Before implementing any change, future work may need to investigate the types of cases performed and categorising them based on difficulty/complexity to better identify those that would be suitable for a given level of surgeon. This needs to be cross referenced against trainee experiences in surgery. Methods for doing this are variable but specifically they need to ask trainees to answer the question “what is the best way to improve your experience and facilitate skill acquisition”? Suggestions for how to go about doing this include simple measures such as trainee experience surveys or log book auditing. This would then be able to guide whether further work needs to be done to simply rota trainees into day-case surgery or if indeed an alternative approach is required.
Prior to repeating the audit process, our recommendation is that a guideline for populating ORMIS should be produced. This will ensure accurate information is recorded consistently which reflects the surgery participants. This will allow future audits to be performed with more ease, more frequently and to generate more meaningful information.

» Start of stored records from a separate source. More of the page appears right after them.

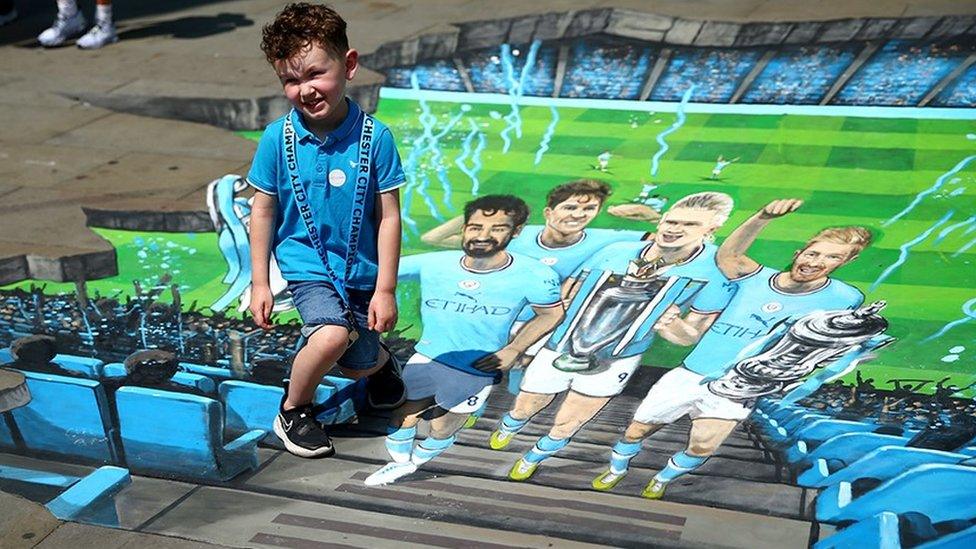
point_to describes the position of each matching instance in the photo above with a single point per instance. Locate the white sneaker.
(99, 35)
(390, 473)
(63, 29)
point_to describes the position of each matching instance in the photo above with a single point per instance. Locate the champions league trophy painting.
(619, 312)
(813, 341)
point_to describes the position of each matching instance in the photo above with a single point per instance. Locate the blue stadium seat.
(178, 435)
(253, 406)
(199, 382)
(819, 429)
(88, 367)
(715, 73)
(813, 435)
(882, 464)
(488, 72)
(87, 499)
(800, 75)
(607, 69)
(901, 73)
(439, 74)
(965, 539)
(961, 93)
(6, 437)
(214, 372)
(877, 532)
(67, 417)
(842, 450)
(941, 492)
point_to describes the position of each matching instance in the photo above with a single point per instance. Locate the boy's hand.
(502, 360)
(382, 311)
(262, 303)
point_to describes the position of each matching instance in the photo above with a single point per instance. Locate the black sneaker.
(301, 434)
(385, 389)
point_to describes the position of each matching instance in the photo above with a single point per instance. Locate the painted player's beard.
(492, 248)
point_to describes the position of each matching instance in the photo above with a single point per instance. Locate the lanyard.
(306, 211)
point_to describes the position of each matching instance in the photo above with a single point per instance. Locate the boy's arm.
(382, 308)
(261, 227)
(731, 257)
(446, 235)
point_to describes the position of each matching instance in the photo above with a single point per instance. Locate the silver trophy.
(615, 307)
(811, 342)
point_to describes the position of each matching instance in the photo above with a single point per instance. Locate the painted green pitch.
(850, 171)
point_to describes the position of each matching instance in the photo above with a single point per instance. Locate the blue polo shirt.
(327, 170)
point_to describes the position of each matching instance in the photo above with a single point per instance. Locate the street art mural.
(731, 277)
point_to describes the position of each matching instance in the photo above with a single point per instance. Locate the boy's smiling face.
(314, 81)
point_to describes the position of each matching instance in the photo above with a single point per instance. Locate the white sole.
(295, 449)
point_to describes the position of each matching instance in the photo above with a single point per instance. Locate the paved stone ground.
(462, 498)
(60, 155)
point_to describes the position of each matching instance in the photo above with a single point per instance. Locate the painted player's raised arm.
(731, 257)
(445, 235)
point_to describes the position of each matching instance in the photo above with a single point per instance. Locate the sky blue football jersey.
(567, 259)
(714, 291)
(754, 309)
(467, 314)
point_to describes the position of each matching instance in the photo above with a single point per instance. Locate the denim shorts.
(319, 305)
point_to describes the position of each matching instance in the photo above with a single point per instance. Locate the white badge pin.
(469, 284)
(337, 178)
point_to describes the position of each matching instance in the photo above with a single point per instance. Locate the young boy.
(327, 204)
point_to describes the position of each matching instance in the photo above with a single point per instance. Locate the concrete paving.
(67, 144)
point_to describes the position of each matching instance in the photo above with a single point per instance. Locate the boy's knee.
(329, 337)
(353, 373)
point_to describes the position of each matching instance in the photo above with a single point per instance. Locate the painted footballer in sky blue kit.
(467, 314)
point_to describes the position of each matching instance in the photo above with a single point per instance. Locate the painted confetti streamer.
(680, 121)
(905, 249)
(935, 187)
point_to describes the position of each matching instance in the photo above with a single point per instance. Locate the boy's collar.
(336, 135)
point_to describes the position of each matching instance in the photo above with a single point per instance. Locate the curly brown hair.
(301, 24)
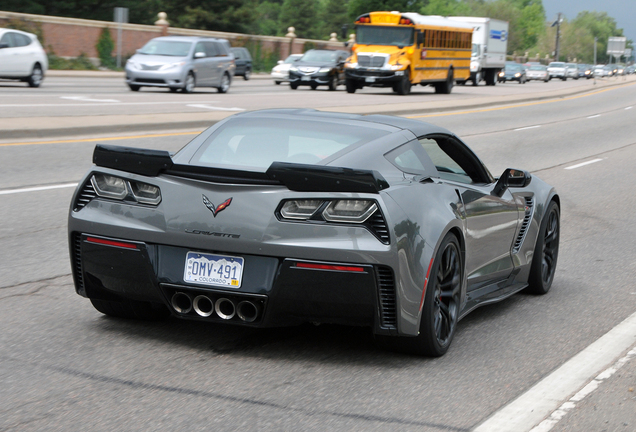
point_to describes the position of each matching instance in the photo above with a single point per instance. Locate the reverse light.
(300, 209)
(349, 211)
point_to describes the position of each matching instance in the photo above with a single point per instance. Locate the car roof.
(418, 128)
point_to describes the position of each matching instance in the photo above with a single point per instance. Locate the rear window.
(253, 144)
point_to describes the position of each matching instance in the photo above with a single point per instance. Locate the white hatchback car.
(22, 57)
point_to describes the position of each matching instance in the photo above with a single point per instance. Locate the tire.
(440, 311)
(403, 87)
(477, 78)
(333, 83)
(225, 84)
(189, 84)
(546, 252)
(36, 77)
(447, 86)
(131, 309)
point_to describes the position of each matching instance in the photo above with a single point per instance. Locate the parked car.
(538, 72)
(318, 67)
(22, 57)
(289, 216)
(243, 61)
(558, 70)
(280, 72)
(513, 72)
(182, 63)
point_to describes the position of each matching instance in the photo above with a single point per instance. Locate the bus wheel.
(446, 86)
(403, 87)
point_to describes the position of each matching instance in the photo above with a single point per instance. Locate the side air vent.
(386, 290)
(76, 256)
(524, 225)
(85, 196)
(377, 224)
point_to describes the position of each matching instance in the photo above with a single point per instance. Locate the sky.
(623, 11)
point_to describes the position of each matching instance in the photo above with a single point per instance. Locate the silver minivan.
(182, 63)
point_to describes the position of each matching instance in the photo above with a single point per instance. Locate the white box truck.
(490, 44)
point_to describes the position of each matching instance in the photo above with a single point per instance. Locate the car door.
(490, 220)
(202, 67)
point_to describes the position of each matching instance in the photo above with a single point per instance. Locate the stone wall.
(70, 37)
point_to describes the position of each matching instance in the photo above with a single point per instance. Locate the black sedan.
(283, 217)
(513, 72)
(318, 67)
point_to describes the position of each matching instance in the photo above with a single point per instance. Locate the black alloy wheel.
(546, 252)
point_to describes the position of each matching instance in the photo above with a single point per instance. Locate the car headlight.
(171, 65)
(349, 211)
(108, 186)
(300, 209)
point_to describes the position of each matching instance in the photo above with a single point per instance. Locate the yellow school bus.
(398, 50)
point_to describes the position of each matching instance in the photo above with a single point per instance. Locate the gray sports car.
(281, 217)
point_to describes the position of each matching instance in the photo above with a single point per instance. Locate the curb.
(92, 125)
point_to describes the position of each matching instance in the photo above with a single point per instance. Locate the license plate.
(217, 270)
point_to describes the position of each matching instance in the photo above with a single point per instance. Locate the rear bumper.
(280, 290)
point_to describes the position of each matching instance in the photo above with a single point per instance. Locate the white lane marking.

Having demonstrated that trainee participation has increased, more work needs to be done to continue this upwards trajectory, while simultaneously identify how to maximise learning and benefit to trainees with the limited time available. The ultimate goal is for the Royal Derby Hospital to provide the best programme for the next generation of surgeons in training. We hope this audit can provide the basis for realising that goal.